Venezuelan state television, VTV, released a video conference recording Monday night in which Venezuelan opposition activists are shown to be planning terrorist activities against the government of President Maduro.

The two activists that can be observed in the video are Lorent Gomez Saleh and Gabriel Valles. Valles is president of the Venezuelan oppositional youth organization Operation Liberty.

Both Saleh and Valles are currently under arrest in Venezuela, following their expulsion from Colombia, last September 4, because of activities that “threaten national security, public order, public health, social tranquility, public safety,” in accordance with article 105 of Colombia’s migration law.

When Colombia expelled the two, Venezuelan state authorities immediately apprehended them at the Venezuelan border.

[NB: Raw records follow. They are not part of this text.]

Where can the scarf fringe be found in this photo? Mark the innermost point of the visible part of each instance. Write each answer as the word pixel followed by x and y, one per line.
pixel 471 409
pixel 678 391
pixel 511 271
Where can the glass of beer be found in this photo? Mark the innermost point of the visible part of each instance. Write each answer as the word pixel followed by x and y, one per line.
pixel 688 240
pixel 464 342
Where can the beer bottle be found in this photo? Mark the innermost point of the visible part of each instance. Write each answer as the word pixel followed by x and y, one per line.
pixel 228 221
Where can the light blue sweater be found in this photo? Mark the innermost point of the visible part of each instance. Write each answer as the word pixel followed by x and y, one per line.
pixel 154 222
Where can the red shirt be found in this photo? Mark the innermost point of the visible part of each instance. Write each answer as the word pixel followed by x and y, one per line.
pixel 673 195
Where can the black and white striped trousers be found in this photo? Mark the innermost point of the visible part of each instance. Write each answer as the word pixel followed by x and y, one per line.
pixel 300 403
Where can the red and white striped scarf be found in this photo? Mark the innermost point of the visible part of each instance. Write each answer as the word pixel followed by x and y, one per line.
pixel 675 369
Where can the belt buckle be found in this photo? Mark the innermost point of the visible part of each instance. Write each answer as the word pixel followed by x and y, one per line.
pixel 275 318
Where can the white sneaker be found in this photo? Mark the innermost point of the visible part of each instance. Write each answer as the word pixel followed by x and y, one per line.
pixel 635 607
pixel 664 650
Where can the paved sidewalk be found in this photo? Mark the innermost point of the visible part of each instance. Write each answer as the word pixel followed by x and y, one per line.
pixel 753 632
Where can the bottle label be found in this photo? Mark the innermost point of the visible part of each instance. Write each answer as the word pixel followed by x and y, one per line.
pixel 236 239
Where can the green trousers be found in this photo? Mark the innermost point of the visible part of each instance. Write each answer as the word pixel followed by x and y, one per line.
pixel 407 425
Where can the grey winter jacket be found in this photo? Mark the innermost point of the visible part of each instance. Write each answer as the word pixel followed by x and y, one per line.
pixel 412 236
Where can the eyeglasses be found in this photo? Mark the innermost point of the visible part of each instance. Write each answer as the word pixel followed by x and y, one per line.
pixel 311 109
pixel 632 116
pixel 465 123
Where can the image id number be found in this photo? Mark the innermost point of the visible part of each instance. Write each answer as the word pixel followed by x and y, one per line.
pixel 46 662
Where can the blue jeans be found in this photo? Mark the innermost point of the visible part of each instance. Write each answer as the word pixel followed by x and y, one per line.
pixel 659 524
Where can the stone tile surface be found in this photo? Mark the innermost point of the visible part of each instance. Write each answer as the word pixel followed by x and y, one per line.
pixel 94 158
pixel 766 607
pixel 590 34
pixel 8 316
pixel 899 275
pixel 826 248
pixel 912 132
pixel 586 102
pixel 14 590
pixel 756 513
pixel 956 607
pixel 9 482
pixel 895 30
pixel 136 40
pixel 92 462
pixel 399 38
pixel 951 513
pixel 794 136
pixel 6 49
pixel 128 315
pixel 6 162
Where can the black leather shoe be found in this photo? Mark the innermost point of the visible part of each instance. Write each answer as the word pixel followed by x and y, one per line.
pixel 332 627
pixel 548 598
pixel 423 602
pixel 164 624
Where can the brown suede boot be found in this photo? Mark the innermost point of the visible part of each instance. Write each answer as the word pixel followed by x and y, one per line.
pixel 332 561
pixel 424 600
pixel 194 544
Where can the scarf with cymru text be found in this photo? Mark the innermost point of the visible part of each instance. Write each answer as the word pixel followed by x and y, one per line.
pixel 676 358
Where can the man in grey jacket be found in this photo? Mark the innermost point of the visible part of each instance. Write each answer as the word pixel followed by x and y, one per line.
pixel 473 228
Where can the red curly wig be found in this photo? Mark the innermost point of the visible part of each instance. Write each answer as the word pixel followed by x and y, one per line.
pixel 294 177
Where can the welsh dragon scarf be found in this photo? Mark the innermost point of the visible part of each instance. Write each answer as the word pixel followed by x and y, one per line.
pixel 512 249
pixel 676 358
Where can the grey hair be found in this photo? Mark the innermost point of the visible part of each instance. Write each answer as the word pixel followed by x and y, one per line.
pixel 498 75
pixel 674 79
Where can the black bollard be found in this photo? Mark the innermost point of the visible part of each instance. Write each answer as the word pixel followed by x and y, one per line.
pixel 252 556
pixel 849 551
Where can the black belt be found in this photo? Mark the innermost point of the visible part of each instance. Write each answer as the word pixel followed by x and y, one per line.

In the video, in which the two are apparently talking while in Colombia to someone who is in Venezuela, they say things such as, “On Monday we are going to take over the bridge, hard, hard…” in the state of Tachira. 

Tachira is a Venezuelan border state that has also been one of the main focal areas for the Venezuelan opposition. There, opposition activists terrorized neighborhoods for several months earlier this year with their street blockades and attacks on government sympathizers, as well as on government buildings and property. 

At another point in the video. Valles says, “We are going to do training … in Bogota,” and goes on to explain, “We have to have all of the vests and rifles ready, as well as the diplomatic cover…”

Apparently Saleh and Valles succeeded in gaining admission to Colombia’s Higher School of War, where they attended a course on “National Defense Orientation.”

Last week, Venezuela’s public prosecutor announced that the two would be charged with up to seven crimes, including “instigation and intimidation of public order, public uncertainty, and spreading false information.”